No one doubts certain information curbs are necessary in an age of messianic terror. The issue is the extent of the trade-off between security and freedom. The evidence indicates that a light touch is needed: most attempts to curb information either fail or are counterproductive. First, most information technologies are impervious to bans. Google Earth, for example, has been mimicked by dozens of other websites, agencies and firms. The Indian Space Research Organisation is working on Bhuvan, an online map system 10 times more precise than Google Earth. Second, information bans can impose burdens on societies that may exceed the costs of terrorism. The Indian Council for Research in International Economic Relations has recently shown a strong correlation between the prosperity of Indian states and their teledensity. This makes sense: the freer information flows, the better economies function and the wealthier people become. This is true even in law and order. Kochi found BlackBerries perfect for traffic policing even as the home ministry talked of banning them.

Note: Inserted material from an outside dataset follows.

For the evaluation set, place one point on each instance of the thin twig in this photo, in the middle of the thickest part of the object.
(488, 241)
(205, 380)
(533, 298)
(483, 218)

Finally, bans often serve to hide the failures of government agencies. New Delhi restricts VoIP telephony and BlackBerries because its intelligence agencies do not know how to intercept messages in these media. Foreign intelligence agencies cracked both long ago and are now focused on new frontier areas like cloud computing. The suspicion is that banning only feeds official complacency and leads the authorities to fall further behind the technology loop. Ultimately, driving information technology underground is unbecoming of a liberal democracy, even one under siege. Not even Israel bans Google Earth or BlackBerries. As the head of Google Earth pointed out, countries that seek to ban his service are ones “where government is used to controlling everything”.